Kurosawa también estudió bellas artes y quiso ser pintor, hasta que descubrió en 1936, a los 26 años, que el cine le cuadraba mejor a su temperamento; la historia le ha dado la razón con creces, por mucho que sus primeras películas no tuvieran, con una excepción o dos, especial relieve. Todo cambió a partir de 1951 con Rashomon, y no voy aquí a abrumarles a ustedes con la retahíla de obras maestras que este hombre felizmente longevo (murió en 1998) ha dejado.
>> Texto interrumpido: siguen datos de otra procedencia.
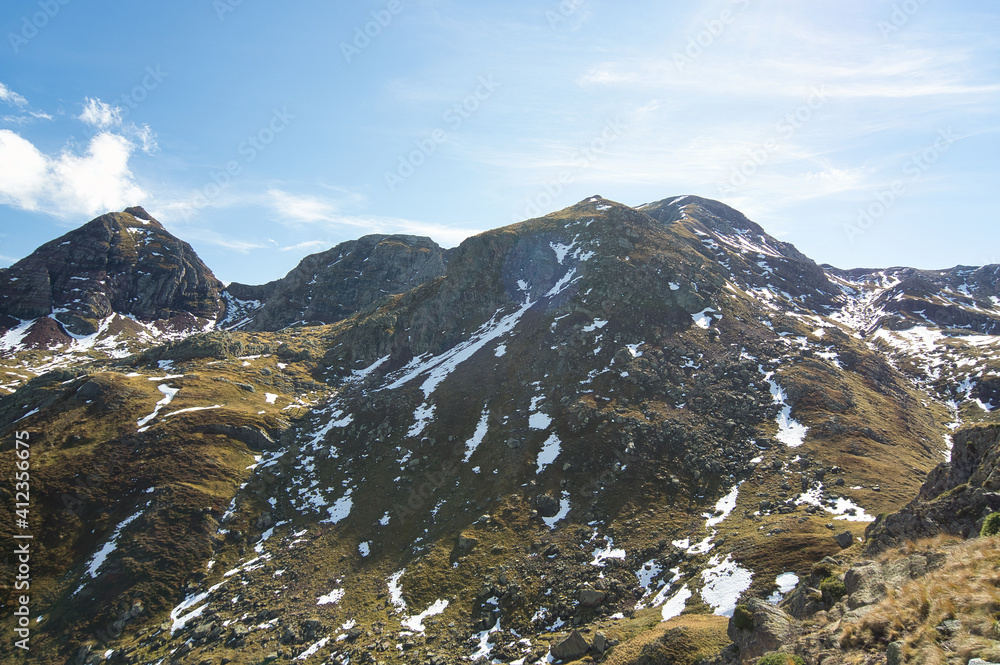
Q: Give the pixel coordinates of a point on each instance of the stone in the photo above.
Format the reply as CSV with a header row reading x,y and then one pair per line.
x,y
865,584
548,505
464,545
116,263
949,627
592,597
571,648
772,627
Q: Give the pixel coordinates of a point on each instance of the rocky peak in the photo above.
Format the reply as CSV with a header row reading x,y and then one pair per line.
x,y
125,263
332,285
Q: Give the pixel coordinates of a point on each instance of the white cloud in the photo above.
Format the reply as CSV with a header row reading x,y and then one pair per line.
x,y
11,97
68,185
100,114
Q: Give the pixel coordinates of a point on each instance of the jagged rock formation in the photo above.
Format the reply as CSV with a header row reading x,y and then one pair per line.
x,y
121,263
590,421
957,496
332,285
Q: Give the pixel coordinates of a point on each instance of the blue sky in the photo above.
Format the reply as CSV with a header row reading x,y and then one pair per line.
x,y
864,132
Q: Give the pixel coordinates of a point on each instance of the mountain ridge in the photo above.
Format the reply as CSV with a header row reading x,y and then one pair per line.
x,y
589,420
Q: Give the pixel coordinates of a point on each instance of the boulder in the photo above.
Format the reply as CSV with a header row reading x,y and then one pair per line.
x,y
571,648
771,628
592,597
865,584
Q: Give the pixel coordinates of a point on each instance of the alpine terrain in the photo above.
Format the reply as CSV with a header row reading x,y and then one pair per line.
x,y
630,435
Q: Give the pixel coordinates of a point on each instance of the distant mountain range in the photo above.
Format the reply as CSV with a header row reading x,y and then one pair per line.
x,y
534,447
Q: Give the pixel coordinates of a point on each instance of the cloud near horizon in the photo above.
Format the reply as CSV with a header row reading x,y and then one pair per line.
x,y
68,185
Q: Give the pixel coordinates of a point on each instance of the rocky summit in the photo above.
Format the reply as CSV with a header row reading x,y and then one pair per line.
x,y
637,435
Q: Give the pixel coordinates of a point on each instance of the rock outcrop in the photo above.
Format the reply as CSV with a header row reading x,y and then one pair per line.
x,y
955,499
124,263
332,285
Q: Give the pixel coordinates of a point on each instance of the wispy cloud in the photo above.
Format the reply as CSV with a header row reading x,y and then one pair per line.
x,y
100,114
105,117
68,185
12,98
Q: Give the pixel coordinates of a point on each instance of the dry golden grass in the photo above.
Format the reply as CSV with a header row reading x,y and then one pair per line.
x,y
680,641
966,588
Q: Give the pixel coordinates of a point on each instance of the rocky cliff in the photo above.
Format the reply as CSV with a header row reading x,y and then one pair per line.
x,y
121,263
571,431
332,285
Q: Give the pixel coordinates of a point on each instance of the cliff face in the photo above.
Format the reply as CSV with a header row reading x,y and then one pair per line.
x,y
957,496
124,263
332,285
591,421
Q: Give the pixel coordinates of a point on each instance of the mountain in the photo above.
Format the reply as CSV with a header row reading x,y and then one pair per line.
x,y
332,285
124,263
541,444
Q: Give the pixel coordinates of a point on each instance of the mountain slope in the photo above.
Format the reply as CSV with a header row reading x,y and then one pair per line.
x,y
597,419
332,285
124,263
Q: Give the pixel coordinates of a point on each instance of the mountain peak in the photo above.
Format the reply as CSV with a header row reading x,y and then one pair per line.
x,y
123,263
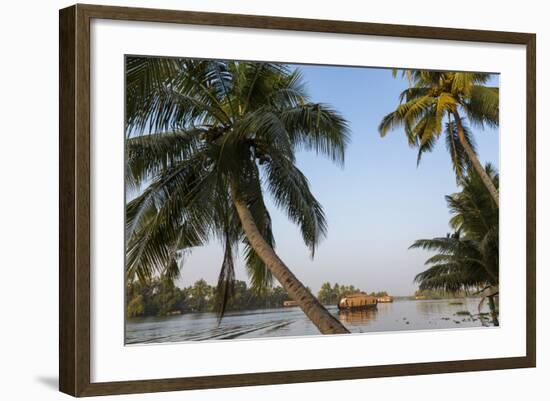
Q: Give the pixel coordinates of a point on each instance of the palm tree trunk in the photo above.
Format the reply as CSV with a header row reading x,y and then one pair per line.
x,y
314,310
475,161
493,309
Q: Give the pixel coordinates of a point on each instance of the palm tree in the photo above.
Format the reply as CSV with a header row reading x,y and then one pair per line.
x,y
208,139
435,96
467,258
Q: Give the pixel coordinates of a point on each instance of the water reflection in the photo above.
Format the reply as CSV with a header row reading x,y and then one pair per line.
x,y
400,315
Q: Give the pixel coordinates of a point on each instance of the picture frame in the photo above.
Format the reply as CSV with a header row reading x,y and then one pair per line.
x,y
76,208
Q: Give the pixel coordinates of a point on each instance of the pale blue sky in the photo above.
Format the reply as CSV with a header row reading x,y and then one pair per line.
x,y
376,205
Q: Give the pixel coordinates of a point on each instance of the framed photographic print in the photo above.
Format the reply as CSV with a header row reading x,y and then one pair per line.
x,y
250,200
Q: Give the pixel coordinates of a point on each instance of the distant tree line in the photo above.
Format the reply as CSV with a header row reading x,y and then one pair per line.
x,y
161,297
330,295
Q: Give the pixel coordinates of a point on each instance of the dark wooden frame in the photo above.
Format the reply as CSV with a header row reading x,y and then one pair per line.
x,y
74,199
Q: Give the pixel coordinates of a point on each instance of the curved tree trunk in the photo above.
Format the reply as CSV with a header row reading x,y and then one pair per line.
x,y
315,311
475,161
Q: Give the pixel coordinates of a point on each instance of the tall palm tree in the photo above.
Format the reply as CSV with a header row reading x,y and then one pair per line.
x,y
468,258
208,139
438,102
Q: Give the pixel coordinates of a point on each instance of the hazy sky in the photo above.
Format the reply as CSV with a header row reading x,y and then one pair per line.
x,y
377,205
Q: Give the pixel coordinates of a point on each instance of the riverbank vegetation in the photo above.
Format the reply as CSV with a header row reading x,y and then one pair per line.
x,y
161,297
467,260
331,295
208,140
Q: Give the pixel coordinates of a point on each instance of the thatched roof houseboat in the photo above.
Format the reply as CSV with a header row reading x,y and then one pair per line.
x,y
357,301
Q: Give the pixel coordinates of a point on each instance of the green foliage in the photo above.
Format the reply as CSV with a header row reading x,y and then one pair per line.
x,y
159,297
433,104
330,295
199,132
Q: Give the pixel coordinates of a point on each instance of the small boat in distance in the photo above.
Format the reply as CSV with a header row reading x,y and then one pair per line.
x,y
357,301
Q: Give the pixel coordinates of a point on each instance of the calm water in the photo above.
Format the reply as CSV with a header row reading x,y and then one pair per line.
x,y
399,315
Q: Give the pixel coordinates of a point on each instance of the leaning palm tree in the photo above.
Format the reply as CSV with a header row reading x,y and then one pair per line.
x,y
468,258
437,102
206,140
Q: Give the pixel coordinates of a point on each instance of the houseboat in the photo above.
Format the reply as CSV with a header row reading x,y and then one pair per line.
x,y
357,301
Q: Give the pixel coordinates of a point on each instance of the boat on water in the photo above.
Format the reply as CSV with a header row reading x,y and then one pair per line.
x,y
358,301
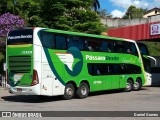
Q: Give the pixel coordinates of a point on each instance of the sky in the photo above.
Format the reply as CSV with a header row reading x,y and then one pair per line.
x,y
118,7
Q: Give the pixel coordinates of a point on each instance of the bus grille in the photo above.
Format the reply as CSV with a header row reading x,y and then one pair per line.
x,y
20,64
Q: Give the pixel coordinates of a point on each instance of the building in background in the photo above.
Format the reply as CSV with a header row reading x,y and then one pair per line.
x,y
152,12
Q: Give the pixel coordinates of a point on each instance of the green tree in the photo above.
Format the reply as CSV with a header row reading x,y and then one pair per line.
x,y
103,14
73,15
133,13
96,5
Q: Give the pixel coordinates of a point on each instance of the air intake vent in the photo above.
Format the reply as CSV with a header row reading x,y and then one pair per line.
x,y
20,64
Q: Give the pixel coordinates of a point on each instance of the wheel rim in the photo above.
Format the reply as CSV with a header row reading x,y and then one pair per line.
x,y
69,91
83,90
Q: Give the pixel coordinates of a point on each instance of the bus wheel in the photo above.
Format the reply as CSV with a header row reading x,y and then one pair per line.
x,y
69,91
129,86
137,85
83,90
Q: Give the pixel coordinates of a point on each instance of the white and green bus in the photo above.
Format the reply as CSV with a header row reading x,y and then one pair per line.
x,y
51,62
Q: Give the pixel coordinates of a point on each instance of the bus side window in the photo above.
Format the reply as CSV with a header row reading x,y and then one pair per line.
x,y
60,41
75,41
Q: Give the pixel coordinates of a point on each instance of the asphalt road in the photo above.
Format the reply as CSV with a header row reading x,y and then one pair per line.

Aunque tiene otras que han merecido más premios y más devoción, para mí solo el haber realizado El trono de sangre, Dersu Uzala y Ran le sitúan en lo más alto del cielo del cine.
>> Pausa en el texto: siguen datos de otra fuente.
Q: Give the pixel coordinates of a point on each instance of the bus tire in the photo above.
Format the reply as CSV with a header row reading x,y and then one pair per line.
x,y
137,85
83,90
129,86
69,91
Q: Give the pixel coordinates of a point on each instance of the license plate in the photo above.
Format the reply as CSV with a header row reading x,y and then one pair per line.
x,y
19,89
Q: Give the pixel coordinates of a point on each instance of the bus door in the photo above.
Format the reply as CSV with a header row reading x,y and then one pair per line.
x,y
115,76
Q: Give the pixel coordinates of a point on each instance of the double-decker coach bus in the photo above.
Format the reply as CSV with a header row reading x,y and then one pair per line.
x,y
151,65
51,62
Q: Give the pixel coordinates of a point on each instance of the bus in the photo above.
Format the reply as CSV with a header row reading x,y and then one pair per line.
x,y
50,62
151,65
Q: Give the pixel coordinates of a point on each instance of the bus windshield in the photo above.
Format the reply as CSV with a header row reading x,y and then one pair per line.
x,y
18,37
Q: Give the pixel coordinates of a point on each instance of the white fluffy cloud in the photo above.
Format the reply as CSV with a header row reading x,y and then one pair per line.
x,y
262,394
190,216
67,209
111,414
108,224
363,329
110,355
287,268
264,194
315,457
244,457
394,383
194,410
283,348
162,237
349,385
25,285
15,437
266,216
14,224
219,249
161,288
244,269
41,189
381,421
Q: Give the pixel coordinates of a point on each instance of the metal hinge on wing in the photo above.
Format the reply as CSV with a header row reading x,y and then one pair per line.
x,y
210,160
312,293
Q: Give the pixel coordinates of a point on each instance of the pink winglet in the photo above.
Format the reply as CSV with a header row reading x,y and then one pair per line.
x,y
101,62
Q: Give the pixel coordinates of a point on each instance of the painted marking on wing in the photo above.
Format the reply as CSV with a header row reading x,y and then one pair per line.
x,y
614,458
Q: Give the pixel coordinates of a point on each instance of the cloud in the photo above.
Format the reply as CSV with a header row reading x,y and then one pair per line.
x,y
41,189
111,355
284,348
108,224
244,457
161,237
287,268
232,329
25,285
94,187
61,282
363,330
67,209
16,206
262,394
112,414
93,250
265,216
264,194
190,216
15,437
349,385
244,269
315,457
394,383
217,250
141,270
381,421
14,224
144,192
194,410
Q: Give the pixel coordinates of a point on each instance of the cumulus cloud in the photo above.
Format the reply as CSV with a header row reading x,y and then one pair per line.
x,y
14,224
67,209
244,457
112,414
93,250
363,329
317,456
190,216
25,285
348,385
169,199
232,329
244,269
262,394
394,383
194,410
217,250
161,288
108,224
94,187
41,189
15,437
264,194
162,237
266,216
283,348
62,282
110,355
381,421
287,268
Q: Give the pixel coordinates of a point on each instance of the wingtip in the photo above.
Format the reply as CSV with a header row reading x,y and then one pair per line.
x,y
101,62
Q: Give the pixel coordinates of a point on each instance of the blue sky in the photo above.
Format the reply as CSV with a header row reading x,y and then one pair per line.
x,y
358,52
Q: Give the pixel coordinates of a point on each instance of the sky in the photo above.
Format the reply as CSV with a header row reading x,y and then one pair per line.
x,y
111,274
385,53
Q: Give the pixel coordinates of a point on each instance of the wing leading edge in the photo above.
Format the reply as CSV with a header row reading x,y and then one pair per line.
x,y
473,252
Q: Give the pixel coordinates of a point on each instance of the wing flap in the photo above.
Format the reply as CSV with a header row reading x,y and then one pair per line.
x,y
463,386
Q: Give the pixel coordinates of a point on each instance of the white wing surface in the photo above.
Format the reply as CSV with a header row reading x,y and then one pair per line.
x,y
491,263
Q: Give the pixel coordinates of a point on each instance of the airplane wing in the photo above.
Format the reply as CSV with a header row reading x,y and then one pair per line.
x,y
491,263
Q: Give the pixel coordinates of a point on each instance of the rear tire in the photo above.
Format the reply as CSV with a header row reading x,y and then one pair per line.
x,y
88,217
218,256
No es sorprendente que los cineastas tengan veleidades plásticas; Stanley Kubrick fue un excelente fotógrafo, y Carlos Saura lo sigue siendo, aparte de tener una gracia especial para el dibujo. Tampoco es raro que otros, como Eisenstein, Fellini o más recientemente el polaco Jerzy Skolimowski se tomen vacaciones cinematográficas, voluntarias o forzosas, dándole al pincel. El último de los citados, que aún sigue pintando y exponiendo sus lienzos por medio mundo, tiene por cierto una nueva y extraordinaria película, Essential killing, que se ha podido ver fuera de concurso en el reciente festival de cine de Las Palmas y esperamos ver pronto en los cines españoles; acaba de ser estrenada en Francia, en Gran Bretaña, en Canadá y otros países, con gran repercusión.
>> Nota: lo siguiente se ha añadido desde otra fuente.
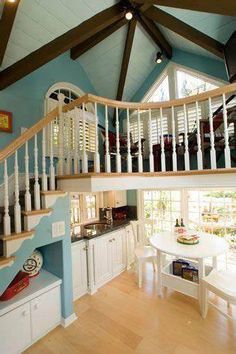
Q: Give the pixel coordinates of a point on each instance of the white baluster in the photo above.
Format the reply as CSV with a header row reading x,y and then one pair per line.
x,y
52,168
140,157
129,157
199,145
186,153
151,158
61,98
163,158
212,137
174,155
76,141
36,176
44,175
17,207
28,206
85,156
96,154
6,218
107,156
118,157
226,135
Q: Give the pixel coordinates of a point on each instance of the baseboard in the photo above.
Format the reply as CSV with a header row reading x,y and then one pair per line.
x,y
65,322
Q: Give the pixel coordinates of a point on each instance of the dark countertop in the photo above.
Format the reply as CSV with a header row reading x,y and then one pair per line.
x,y
90,234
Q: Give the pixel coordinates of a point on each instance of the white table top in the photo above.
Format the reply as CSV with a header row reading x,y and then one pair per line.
x,y
208,246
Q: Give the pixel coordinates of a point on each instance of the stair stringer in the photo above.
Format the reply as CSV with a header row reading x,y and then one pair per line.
x,y
42,237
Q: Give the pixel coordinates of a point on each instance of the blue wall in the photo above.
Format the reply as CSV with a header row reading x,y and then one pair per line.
x,y
57,253
25,98
212,67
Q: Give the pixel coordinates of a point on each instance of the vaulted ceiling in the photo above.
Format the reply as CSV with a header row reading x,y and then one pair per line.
x,y
34,24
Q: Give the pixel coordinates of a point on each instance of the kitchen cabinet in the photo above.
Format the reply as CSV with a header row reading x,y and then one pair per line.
x,y
115,199
31,314
15,330
79,269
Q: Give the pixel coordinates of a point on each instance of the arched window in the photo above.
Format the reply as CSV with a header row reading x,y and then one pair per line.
x,y
71,92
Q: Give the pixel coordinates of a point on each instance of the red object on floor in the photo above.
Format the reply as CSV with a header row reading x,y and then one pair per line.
x,y
20,282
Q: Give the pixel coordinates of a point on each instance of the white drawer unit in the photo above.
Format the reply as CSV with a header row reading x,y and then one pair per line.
x,y
79,269
30,314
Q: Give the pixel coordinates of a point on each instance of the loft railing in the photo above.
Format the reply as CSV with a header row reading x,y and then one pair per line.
x,y
147,137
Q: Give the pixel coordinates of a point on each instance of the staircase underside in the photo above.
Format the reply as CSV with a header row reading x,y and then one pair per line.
x,y
96,182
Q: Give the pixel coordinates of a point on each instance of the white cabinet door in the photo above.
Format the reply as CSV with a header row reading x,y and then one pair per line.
x,y
118,252
79,269
102,261
45,312
15,332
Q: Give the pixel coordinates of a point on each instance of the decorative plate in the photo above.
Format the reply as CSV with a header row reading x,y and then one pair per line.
x,y
33,264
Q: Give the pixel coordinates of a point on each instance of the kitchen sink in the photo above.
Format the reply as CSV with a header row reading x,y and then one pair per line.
x,y
97,226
El Museo ABC, un centro de arte con especial dedicación al dibujo y la ilustración, ocupa un nuevo edificio muy bien encajado entre las nobles construcciones de ladrillo visto que abundan y le dan carácter a la zona de Conde Duque donde está ubicado. Allí, en las dos plantas que ocupa la exposición, los kurosawas no son, por así decirlo, obras exentas. Hay un punto de vista original y una mano inspirada, pero todos los trabajos expuestos tienen relación subsidiaria con el cine, siendo los dibujos preparatorios (o a veces soñados) de sus películas. El colorido estalla siempre vigorosamente, como lo hacía en la película antepenúltima del maestro, Los sueños de Akira Kurosawa (1989), en realidad una glosa o un homenaje a la pintura, especialmente en el episodio en que Martin Scorsese interpretaba a Vincent van Gogh. En la exposición madrileña, sin embargo, lo que más apasiona son las láminas relacionadas con sus dos grandes películas Kagemusha. La sombra del guerrero y Ran; los dibujos posteriores resultan, en comparación, amanerados. También en ello hay una justicia cinematográfica, por encima de la pictórica, pues los dos últimos trabajos como director de Kurosawa perdieron la agudeza de la mirada única del samurái.